A milestone in the quest for gender justice; a moment of satisfaction for the entire country.

The prime minister said this is an occasion to salute the remarkable courage of those Muslim women who have suffered great wrongs due to the practice of triple talaq and added that its abolition will contribute to women empowerment and give them the dignity they deserve.

Despite the gains, gender equality does not permeate all aspects of civil law. This legislation presents an opportunity to put in place a civil code that steeped in equality across faiths and gender.

 

Way Ahead:

Having ensured a modicum of gender justice, the government should use this moment to build on the gains to address the gender inequities that persist in civil and personal laws across the board.

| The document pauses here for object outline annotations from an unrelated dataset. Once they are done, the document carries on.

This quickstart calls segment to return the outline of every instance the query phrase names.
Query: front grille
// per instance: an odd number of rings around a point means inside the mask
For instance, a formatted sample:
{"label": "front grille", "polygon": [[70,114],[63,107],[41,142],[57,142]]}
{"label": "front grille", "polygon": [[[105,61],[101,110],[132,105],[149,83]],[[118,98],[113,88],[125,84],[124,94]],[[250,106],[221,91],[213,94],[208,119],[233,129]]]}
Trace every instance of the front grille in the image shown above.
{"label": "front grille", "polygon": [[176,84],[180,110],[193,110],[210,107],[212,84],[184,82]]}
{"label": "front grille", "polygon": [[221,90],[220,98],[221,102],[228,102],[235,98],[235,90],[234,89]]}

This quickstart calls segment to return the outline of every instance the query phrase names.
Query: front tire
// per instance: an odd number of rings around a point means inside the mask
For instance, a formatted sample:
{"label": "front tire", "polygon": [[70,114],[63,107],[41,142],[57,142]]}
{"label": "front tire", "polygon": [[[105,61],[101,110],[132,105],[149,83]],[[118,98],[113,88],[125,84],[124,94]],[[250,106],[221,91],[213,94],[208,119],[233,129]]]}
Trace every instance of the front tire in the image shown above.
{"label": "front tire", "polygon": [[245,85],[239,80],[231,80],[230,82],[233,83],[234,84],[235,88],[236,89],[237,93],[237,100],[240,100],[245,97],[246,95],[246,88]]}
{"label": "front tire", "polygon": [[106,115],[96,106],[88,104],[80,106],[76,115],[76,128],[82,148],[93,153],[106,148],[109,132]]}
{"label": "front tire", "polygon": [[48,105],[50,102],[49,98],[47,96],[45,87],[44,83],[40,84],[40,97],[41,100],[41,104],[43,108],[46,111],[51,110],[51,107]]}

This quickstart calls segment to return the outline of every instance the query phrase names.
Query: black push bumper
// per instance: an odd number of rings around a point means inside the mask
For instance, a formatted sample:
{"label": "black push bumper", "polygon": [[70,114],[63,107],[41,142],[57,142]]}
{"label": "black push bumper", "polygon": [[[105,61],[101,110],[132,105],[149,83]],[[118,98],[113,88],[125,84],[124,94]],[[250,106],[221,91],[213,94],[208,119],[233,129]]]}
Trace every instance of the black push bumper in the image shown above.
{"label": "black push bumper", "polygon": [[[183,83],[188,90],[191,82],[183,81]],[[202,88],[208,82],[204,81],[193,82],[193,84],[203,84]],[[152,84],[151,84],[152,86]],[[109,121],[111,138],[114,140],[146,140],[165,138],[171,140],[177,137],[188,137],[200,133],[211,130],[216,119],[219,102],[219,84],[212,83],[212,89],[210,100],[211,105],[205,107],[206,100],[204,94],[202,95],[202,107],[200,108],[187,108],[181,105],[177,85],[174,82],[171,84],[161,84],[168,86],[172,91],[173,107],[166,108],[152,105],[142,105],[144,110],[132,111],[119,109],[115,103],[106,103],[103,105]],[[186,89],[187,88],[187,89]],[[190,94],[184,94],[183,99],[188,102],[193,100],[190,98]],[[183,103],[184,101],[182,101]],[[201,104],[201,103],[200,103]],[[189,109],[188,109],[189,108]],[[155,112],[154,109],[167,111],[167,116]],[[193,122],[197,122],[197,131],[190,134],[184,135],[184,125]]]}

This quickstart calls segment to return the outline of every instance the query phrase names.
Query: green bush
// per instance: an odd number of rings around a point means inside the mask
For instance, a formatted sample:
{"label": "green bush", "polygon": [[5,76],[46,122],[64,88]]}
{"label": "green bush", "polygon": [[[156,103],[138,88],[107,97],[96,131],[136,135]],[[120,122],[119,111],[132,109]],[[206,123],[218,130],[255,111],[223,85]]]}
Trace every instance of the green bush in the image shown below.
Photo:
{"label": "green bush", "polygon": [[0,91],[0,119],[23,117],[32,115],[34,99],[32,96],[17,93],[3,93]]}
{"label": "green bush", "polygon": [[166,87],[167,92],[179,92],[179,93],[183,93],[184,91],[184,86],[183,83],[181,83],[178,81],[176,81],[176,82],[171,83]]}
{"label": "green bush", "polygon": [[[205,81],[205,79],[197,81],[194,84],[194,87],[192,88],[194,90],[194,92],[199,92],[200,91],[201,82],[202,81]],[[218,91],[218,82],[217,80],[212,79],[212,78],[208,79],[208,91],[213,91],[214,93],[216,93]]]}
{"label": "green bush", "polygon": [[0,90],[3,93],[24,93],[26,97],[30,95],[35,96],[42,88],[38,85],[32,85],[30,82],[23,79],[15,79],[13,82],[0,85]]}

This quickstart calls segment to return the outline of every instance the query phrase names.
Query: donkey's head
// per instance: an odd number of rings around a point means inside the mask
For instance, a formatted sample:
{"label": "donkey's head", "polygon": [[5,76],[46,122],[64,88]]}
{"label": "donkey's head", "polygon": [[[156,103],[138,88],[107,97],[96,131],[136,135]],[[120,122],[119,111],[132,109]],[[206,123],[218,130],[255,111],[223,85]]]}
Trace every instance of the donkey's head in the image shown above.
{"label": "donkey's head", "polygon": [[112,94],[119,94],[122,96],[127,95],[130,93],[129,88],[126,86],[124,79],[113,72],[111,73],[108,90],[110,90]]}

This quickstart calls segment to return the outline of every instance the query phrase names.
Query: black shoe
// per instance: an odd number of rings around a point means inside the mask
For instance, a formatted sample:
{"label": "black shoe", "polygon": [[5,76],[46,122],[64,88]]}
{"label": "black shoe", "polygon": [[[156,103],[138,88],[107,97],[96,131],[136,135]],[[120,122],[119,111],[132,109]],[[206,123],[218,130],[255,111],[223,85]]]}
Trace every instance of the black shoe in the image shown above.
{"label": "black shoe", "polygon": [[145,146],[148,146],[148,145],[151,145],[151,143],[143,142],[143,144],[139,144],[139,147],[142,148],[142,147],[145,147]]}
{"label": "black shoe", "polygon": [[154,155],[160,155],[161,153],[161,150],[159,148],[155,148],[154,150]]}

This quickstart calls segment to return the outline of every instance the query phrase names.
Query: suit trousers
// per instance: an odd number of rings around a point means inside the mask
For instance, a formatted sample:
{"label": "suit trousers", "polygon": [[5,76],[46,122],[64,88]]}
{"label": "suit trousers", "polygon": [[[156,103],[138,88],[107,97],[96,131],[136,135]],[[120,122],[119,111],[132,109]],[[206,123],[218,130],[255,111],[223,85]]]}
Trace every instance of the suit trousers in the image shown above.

Building on the momentum for change, a demand that has come from within the community, the government should ask the Law Commission to review all personal/civil laws to ensure that these do not violate the Fundamental Rights guaranteed to all citizens by the Constitution.

In doing so, paving the way for an honest national dialogue that would take the nation towards a uniform civil code that is steeped in equality and democratic values.